McFadden and colleagues combed through a massive dataset from the United Nations on infant mortality, fertility, and deaths occurring during infancy from 97 countries. This analysis showed that fertility — and not mortality rate — had a much greater influence on the proportion of deceased infants. The more infants born, the greater the fraction of infants that succumbed prematurely.

If that’s the case in our modern world, the same likely happened in ancient times as well, with the notable distinction that the magnitude of the effect was even greater. Based on the UN data, the researchers made an intellectual leap and concluded that physical burial samples from the last 10,000 years do not support the notion that infant mortality was as high as 40%, as some have previously claimed based on archaeological findings. In other words, although it may sound counterintuitive, the great number of infant burials actually reflects a high degree of fertility, which suggests that ancient parents had the resources and capabilities to raise a lot of children.

“Burial samples show no proof that a lot of babies were dying, but they do tell us a lot of babies were being born,” McFadden said.

“If mothers during that time were having a lot of babies, then it seems reasonable to suggest they were capable of caring for their young children.”

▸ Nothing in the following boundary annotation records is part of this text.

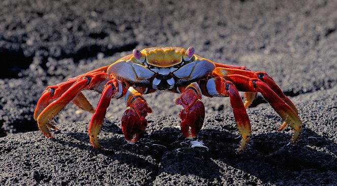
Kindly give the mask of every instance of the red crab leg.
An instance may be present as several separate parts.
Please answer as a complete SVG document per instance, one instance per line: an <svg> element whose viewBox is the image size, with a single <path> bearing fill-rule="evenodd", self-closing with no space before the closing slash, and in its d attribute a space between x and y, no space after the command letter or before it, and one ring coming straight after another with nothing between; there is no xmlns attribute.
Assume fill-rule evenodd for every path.
<svg viewBox="0 0 337 186"><path fill-rule="evenodd" d="M34 111L34 119L37 120L39 115L51 102L59 98L69 87L76 81L85 77L86 75L95 74L98 72L106 72L109 66L103 67L99 69L94 70L85 74L80 75L77 77L70 78L67 81L62 82L53 86L48 86L45 91L42 92L42 96L39 100L38 104ZM74 103L78 107L84 110L93 112L94 109L88 102L86 98L80 93L73 100Z"/></svg>
<svg viewBox="0 0 337 186"><path fill-rule="evenodd" d="M91 105L90 102L89 102L89 101L88 101L88 99L85 98L85 96L81 92L78 93L77 96L75 97L72 102L78 108L81 109L91 113L95 113L95 109L93 107L93 105Z"/></svg>
<svg viewBox="0 0 337 186"><path fill-rule="evenodd" d="M216 77L209 79L207 84L202 85L202 87L204 95L211 98L229 97L236 126L242 136L237 151L242 151L249 142L252 129L248 114L235 86L222 77Z"/></svg>
<svg viewBox="0 0 337 186"><path fill-rule="evenodd" d="M249 78L259 78L262 81L264 82L268 86L269 86L270 88L276 93L283 101L286 102L291 107L291 108L295 111L296 114L298 114L298 111L296 108L294 104L290 101L290 100L287 97L282 90L280 88L280 87L278 86L277 84L275 83L275 81L269 76L266 73L263 72L252 72L250 71L238 70L238 69L228 69L228 68L216 68L213 71L213 74L217 75L217 76L224 76L227 75L234 75L238 74L243 75ZM245 97L246 97L245 93ZM246 97L247 98L247 97ZM254 100L252 100L253 101ZM249 101L246 99L246 102L245 104ZM246 105L245 105L246 106ZM246 108L248 108L247 107ZM278 131L280 131L284 129L286 127L287 127L287 124L285 121L283 122L281 127L279 129Z"/></svg>
<svg viewBox="0 0 337 186"><path fill-rule="evenodd" d="M188 86L175 100L176 105L180 105L183 108L179 116L181 119L181 132L187 138L196 137L204 123L205 107L199 100L201 97L200 88L198 83L194 82Z"/></svg>
<svg viewBox="0 0 337 186"><path fill-rule="evenodd" d="M224 77L232 82L239 90L259 92L286 123L294 129L292 139L295 143L302 130L302 121L295 111L279 97L270 87L259 79L250 78L240 75L229 75Z"/></svg>
<svg viewBox="0 0 337 186"><path fill-rule="evenodd" d="M78 96L82 89L97 88L100 86L100 84L105 83L107 79L110 79L106 73L97 72L78 79L77 81L73 79L48 87L49 88L47 88L43 93L35 112L35 117L42 133L47 137L52 138L49 129L57 129L49 121Z"/></svg>
<svg viewBox="0 0 337 186"><path fill-rule="evenodd" d="M101 130L111 97L113 97L113 98L116 99L119 98L124 96L126 91L126 88L122 86L120 82L116 79L108 81L104 86L97 108L90 121L88 131L90 136L90 142L94 148L100 148L101 147L97 135Z"/></svg>
<svg viewBox="0 0 337 186"><path fill-rule="evenodd" d="M49 120L57 115L66 105L77 96L78 93L87 85L87 79L77 81L60 97L48 105L39 115L37 118L38 126L46 137L53 137L49 129L49 128L52 128L52 124L49 123Z"/></svg>
<svg viewBox="0 0 337 186"><path fill-rule="evenodd" d="M147 126L145 117L152 110L141 92L133 87L128 89L125 101L127 106L130 108L121 116L121 130L128 142L133 144L145 131Z"/></svg>
<svg viewBox="0 0 337 186"><path fill-rule="evenodd" d="M214 64L216 65L216 67L221 67L223 68L229 68L229 69L241 69L241 70L246 70L249 71L249 70L246 69L246 67L244 66L238 66L236 65L226 65L226 64L219 64L218 63L215 63Z"/></svg>
<svg viewBox="0 0 337 186"><path fill-rule="evenodd" d="M257 95L257 92L244 92L244 98L246 99L246 101L244 101L244 103L243 103L244 108L247 109L249 107L249 106L251 105L252 103L253 103L253 101L256 98Z"/></svg>
<svg viewBox="0 0 337 186"><path fill-rule="evenodd" d="M253 72L240 69L231 68L216 68L213 73L218 76L224 76L228 75L240 75L251 78L258 78L265 82L286 103L287 103L297 114L298 111L294 104L283 94L282 90L275 83L275 81L266 73L263 72Z"/></svg>
<svg viewBox="0 0 337 186"><path fill-rule="evenodd" d="M42 92L42 96L38 102L34 111L34 119L37 120L38 117L43 110L51 102L59 98L66 90L68 90L77 80L74 79L58 83L53 86L48 86Z"/></svg>

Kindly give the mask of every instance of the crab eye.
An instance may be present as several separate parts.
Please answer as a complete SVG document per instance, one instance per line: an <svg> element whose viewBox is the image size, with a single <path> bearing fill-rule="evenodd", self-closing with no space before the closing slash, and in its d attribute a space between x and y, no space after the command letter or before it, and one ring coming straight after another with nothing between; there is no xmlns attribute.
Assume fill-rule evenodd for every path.
<svg viewBox="0 0 337 186"><path fill-rule="evenodd" d="M137 60L139 62L143 62L145 60L145 57L144 55L140 52L140 51L137 49L134 49L132 51L132 55L133 55L134 57L135 57Z"/></svg>
<svg viewBox="0 0 337 186"><path fill-rule="evenodd" d="M189 61L194 55L194 48L190 47L186 50L186 51L183 54L183 60L186 61Z"/></svg>
<svg viewBox="0 0 337 186"><path fill-rule="evenodd" d="M136 49L133 49L132 51L132 54L133 55L133 56L137 59L140 59L140 57L141 56L140 51L139 50Z"/></svg>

We still know very little about what motherhood was like thousands of years ago. When did women first become mothers and how many children did they have on average? Nobody knows and we’ll likely never find definite answers to these questions. Instead, we have a lot of assumptions, some more prone to errors than others.

McFadden hopes these insights change our entrenched perceptions surrounding our ancestors, which are often misrepresented as brutish. Today’s humans share the same emotional experiences as those from the dawn of history. She also wants to highlight the stories of women living in ancient times, whose stories have often occupied the background in favor of male-centered ones.

“We hear a lot of stories about conflict involving males and even narratives around colonization and expansion of populations tend to have a focus on men and I think it’s really important to be telling these stories of women in the past and what the female experience was like, including the roles they played in the community and as a mother,” Dr. McFadden said.

“We hope that further research, applied with the lens of our findings, will add to our understanding of infant care and motherhood in the past.”

The findings appeared in the American Journal of Biological Anthropology.